Trinidad and Tobago's Diplomatic Gamble
Kamla Persad-Bissessar's UNGA trip raises questions.
Model Diplomat3 min readamericas

Port of Spain Bets on Washington — and Venezuela Makes It Pay
Kamla Persad-Bissessar's UNGA debut trip delivered deliverables. The real question is whether the strategic price tag — isolation within CARICOM and open hostility from Caracas — is sustainable.
Trinidad and Tobago Prime Minister Kamla Persad-Bissessar's first official overseas mission — a nine-day blitz through the 80th UN General Assembly High-Level Week and Washington, DC — has been packaged by her government as a diplomatic triumph. The Ministry of Foreign and CARICOM Affairs released a detailed accounting on February 3, 2026, listing roughly 30 meetings, US support for cross-border hydrocarbon development, Gulf investment pledges, a TT$34 million Chinese grant, and air-transport agreements with Rwanda and Ghana, all executed for roughly TT$1.1 million — a figure the ministry framed as evidence of "strict fiscal discipline"
Ministry of Foreign and CARICOM Affairs.
The deliverables list is real. The real story is what the trip cost T&T that does not appear on any invoice.
Persad-Bissessar returned to power in April 2025 after a decade in opposition, winning on promises to reverse economic stagnation and a homicide crisis BBC News. Her government immediately broke with the CARICOM consensus on the US military's escalating Caribbean campaign. While most regional leaders called for restraint after Washington began striking suspected drug-smuggling vessels, Persad-Bissessar declared she had "no sympathy for traffickers; the US military should kill them all violently"
Al Jazeera. That stance placed T&T — alongside the Dominican Republic's Luis Abinader — in a camp of two within the 15-member bloc
CSIS.
The UNGA trip operationalized this alignment. The ministry's release touts a commitment from Secretary of State Marco Rubio to prioritize T&T in US trade frameworks and "direct support" for cross-border hydrocarbon resources. Finance Minister Davendranath Tancoo separately credited the trip with restoring "investor confidence" and noted that Chevron signaled interest in talks within 24 hours of the PM meeting the US Energy Secretary TTT News.
The Caracas countermove
The price of this alignment landed within weeks. In late October 2025, Nicolás Maduro suspended the long-negotiated Dragon gas deal — a cross-border project T&T's previous government had banked on to offset declining domestic gas production. Maduro accused Persad-Bissessar of turning the country "into an aircraft carrier of the American empire" Al Jazeera. Venezuela's National Assembly then voted to declare her persona non grata.

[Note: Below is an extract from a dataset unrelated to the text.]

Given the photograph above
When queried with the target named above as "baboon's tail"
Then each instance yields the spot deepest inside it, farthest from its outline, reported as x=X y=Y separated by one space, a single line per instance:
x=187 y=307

Persad-Bissessar's response was to dismiss the Dragon field as a predecessor's bet she never shared. "The last government mistakenly placed all their hopes in the Dragon project. We have not done so," she told local media, adding that T&T is "not susceptible to any blackmail from the Venezuelans" Al Jazeera. That bravado has logic — Shell's Manatee project on the Trinidad side of the maritime border proceeds independently — but T&T still relies on natural gas for 92.6% of its energy needs. There is no quick substitute for cross-border reserves.
Who wins, who absorbs the risk
The immediate beneficiaries are unambiguous. Washington gains a compliant Caribbean partner at a moment when its Venezuela posture requires regional staging ground. Gulf investors — the ministry announcement names the Crown Prince of Kuwait and UAE Deputy PM — get a door opened into T&T's energy sector at a moment of strategic repositioning. Port of Spain's diplomatic corps can credibly claim momentum on its UN Security Council candidacy for 2027–2028, a prize the ministry release explicitly flags.
The risk is concentrated on T&T itself. The CARICOM split limits Port of Spain's regional influence just when coordinated Caribbean diplomacy matters most. Venezuela's gas cutoff may prove manageable if Rubio's promised US support materializes at scale — but Washington's attention is finite, and Maduro has demonstrated he is willing to make T&T pay for its choices. The March 7, 2026 Trump meeting that followed the UNGA trip Ministry of Trade, Investment & Tourism will be the first real test of whether strategic alignment produces dollars or just communiqués.
Watch the Dragon field. If no replacement framework emerges by mid-2026, the ministry's "deliverables" narrative frays — and T&T is left holding the bill for a bet it cannot hedge.